It's been almost one year since Charles and I committed our lives together in marriage. Cliche but, "It seems like just yesterday we were counting down the days, stressing over small details and anticipating the journey of marriage."
This might be mainly for my own ability to look back but I want to summarize some of our first year full of Firsts - our adventures, challenges, learnings..
ADVENTURES
We've made our first home together. I wasn't sure we were going to find something that fit our desires (near downtown, character, not a huge complex) within our price range, but we so did! It's tiny but enough. It has taken a while but it's got character now, it's us. It's been so fun to settle in, arrange, rearrange and decorate. It's been fun to get to know our neighbors a little, go on walks and pick out our favorite houses and walk to date night or breakfast. Monday mornings at Rialto are my favorite.
We took our first round of trips together.. Ones where we got to stay in hotels (or airbnb which we loved) together and have home away from home. We did: Vegas (twice), Seattle, Santa Barbara, Arrowhead, Portland and Seattle (again), Escondido, Big Bear, Hume Lake and Lake Isabella.
We camped! I've been pretty excited for the day I get to take camping trips with my husband. So far we've just done Big Bear twice. Year two needs an expansion in this area.
We've had our first round of holidays: festivities, traditions, birthdays, parties and family gatherings.
We've celebrated the marriage, engagement and baby arrival of friends. There's so much life and change that comes with this season and it's so fun to celebrate with my partner.
CHALLENGES / LEARNINGS:
Big Decisions: As we got home from our honeymoon Charles got an out of state job opportunity. While we were just beginning to settle into home, we had a lot to process. Was this where God was leading? Was this the right fit? What would leaving our friends and family so soon in our marriage be like? How do we make such a big decision together? We often disagreed and felt opposite in the process. We did a lot of asking for wisdom, talking it to death, fighting and praying. It was such a learning process for how to be united in our decision making. We had been making decisions independently for a long time and navigating how to agree, honor each other and move forward was tough.
Routine: What's alone time like? How do we navigate our own time with God? Routine was now so different and we had to figure out to have our own time with God, not to mention time together with God. We're still trying to figure the together piece out. Yes we both work in ministry but making time that is just about our relationship with God and not just planning or debriefing "work" or sharing updates on our time with other people has been challenging.

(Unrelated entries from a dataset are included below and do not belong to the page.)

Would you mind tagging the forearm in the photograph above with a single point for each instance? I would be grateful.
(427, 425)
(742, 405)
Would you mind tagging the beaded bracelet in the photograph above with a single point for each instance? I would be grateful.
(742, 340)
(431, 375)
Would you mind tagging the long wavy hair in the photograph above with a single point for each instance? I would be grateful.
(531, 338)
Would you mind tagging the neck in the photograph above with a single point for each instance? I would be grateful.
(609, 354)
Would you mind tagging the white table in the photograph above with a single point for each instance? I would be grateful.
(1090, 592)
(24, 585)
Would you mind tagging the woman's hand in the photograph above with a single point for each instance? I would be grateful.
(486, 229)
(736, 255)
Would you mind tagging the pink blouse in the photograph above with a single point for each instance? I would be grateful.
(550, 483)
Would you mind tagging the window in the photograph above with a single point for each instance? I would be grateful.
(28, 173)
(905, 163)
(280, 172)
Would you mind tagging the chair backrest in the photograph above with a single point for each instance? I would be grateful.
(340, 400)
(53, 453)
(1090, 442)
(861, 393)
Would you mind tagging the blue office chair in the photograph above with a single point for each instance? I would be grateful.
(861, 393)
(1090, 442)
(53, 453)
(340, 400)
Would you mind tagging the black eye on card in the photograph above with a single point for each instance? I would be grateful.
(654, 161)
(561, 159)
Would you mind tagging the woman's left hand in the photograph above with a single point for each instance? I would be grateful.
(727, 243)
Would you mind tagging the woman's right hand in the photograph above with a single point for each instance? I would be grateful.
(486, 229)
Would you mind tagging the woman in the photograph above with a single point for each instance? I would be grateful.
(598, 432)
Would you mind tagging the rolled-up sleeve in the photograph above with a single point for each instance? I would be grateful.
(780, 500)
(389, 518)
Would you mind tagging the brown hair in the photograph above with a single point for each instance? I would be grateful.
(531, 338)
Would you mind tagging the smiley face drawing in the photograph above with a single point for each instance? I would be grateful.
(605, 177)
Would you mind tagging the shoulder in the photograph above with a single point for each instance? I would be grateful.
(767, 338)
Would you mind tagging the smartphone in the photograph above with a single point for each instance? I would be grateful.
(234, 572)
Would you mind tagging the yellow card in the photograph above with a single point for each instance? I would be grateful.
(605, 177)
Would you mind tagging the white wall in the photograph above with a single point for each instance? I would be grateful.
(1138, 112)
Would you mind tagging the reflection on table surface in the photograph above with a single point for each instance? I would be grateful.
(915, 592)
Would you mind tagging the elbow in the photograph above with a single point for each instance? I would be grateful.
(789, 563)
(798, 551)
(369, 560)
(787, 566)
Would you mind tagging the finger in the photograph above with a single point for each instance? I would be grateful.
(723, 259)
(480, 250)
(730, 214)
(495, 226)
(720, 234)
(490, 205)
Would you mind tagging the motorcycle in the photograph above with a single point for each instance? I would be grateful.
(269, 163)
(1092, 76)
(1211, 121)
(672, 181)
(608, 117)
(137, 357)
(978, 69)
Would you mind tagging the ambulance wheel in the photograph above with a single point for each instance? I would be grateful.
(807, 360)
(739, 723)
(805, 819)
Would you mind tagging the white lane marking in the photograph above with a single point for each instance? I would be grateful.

Balance: This might be the hardest part of our year. Between our work schedule, ministries we're involved in, late nights, pursuing quality time together, having alone time, time with friends and family, working out, groceries, laundry, and so on... balance has been tough. It's been tricky to navigate and it feels like it's been such a fast paced year. We've had to learn to be aware of our own needs for balance and to communicate them to each other. We've had to learn to make date night a weekly priority. We've had to learn where to say "no" and not feel guilty. Well, we're still learning all of this.
Togetherness: This has been my challenge. When we first started dating it took me a while to let my guard down and for us to be on the same page. There has been a whole new round of that in marriage. My tendency is to be very independent and rely on myself and that habit reared it's head in marriage. So in stress, exhaustion, fighting and frustration and our own different hurts with life this year, coming together has been challenging at many points.
I am loved by my husband: Maybe you are thinking, "well, obviously, he married you.." but it isn't always easy to receive. In my own brokenness, fears and independence (see above) I would often exclude myself from being loved well by him. I sometimes expect a poor response from him or reject a loving response because I know I can be pretty crappy and don't deserve his grace and love. Or do I? Do I give the same grace in response to his brokenness? I am learning to respond to our challenges and conflict out of love and not withhold grace from him when I'm hurt. All of this is a learning in my ability to be loved and receive grace from my creator. Do I know how truly loved I am? Do I love others the same way? I am learning and trying. Charles has been such a picture of God's love for me and in the moments I experience that love I am overwhelmed.
Some of our FAVORITES in year 1:
Walking to breakfast at Rialto
Dinner at Kentro
Coffee at Green Bliss
Finding new coffee shops
Running together (Ok, I don't love it so much in the moment)
Letting ourselves be lazy: sleeping in, a whole Sunday afternoon of Netflix...
Celebrating ministry, life change, and new opportunities together
Road trips and adventures to visit friends or explore new places
Going to bed and waking up together
Dreaming about what future life holds.
Life wouldn't be the same without all our people. We're so grateful for the community we have and the privilege of sharing life with so many people we love. Thank you for being a part of our journey.